Alberto Román Vílchez
Miércoles, 11 de mayo 2016, 14:48
El concierto se celebró el sábado en la plaza de toros de la localidad, dentro de la programación del pórtico de la Feria de San ... Miguel de Úbeda. Y fue del agrado de todos los asistentes, esos 'copleros' que cada semana, cuando llega la hora del programa (con el permiso de Juan y Medio, claro), hacen zafarrancho de combate en el sofá y se deshacen viendo duelos a base 'zarzamoras' y 'bienpagás'.
«¡Esto no es así!»
Aunque para duelo el que se vivió a las puertas del coso de San Nicasio donde mucha gente hacía cola desde las cinco de la tarde (el concierto era a las nueve y media de la noche). Y es que, para no tapar la taquilla, la fila fue reestructurada y hubo a quien no le gustó que los que llegaron más tarde acabaran igualados a los que estaban desde el principio. Resultó curioso ver a una masa, integrada en gran parte por mayores de 50, manifestando su malestar al grito continuado de «esto no es así». Ni el 15M, oiga.

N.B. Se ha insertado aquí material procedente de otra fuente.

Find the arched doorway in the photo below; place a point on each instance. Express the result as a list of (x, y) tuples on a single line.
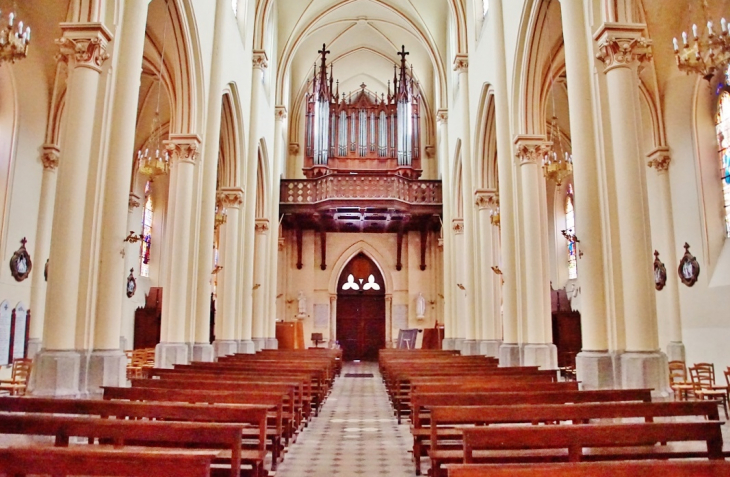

Olvidada la protesta y empezado el espectáculo (realmente la música amansa a las fieras), sobre el escenario fueron desfilando Jonathan Santiago (ganador del concurso con los votos del público), Álvaro Díaz (premio del jurado), la jiennense Inés Robles (cuarto puesto) y la ubetense Ana Pilar Corral, repasando los grandes clásicos de la copla. Estuvieron acompañados por la orquesta del programa bajo la dirección musical de José Miguel Álvarez.
Elogios y piropos
Los copleros, y sobre todo las copleras, no escatimaron en elogios y piropos para los cuatro jóvenes artistas. Estaban enfervorecidas y más de una se dejó la voz y las manos de tanto gritar y aplaudir. Lógicamente, las mayores ovaciones fueron para las dos chicas, que además tenían la ventaja de jugar en casa y de tener entre el público a sus clubs de fans. Respecto a los chicos, Jonathan se llevó las carcajadas del respetable gracias a su espontaneidad, y Álvaro se llevó los corazones de todas y alguno.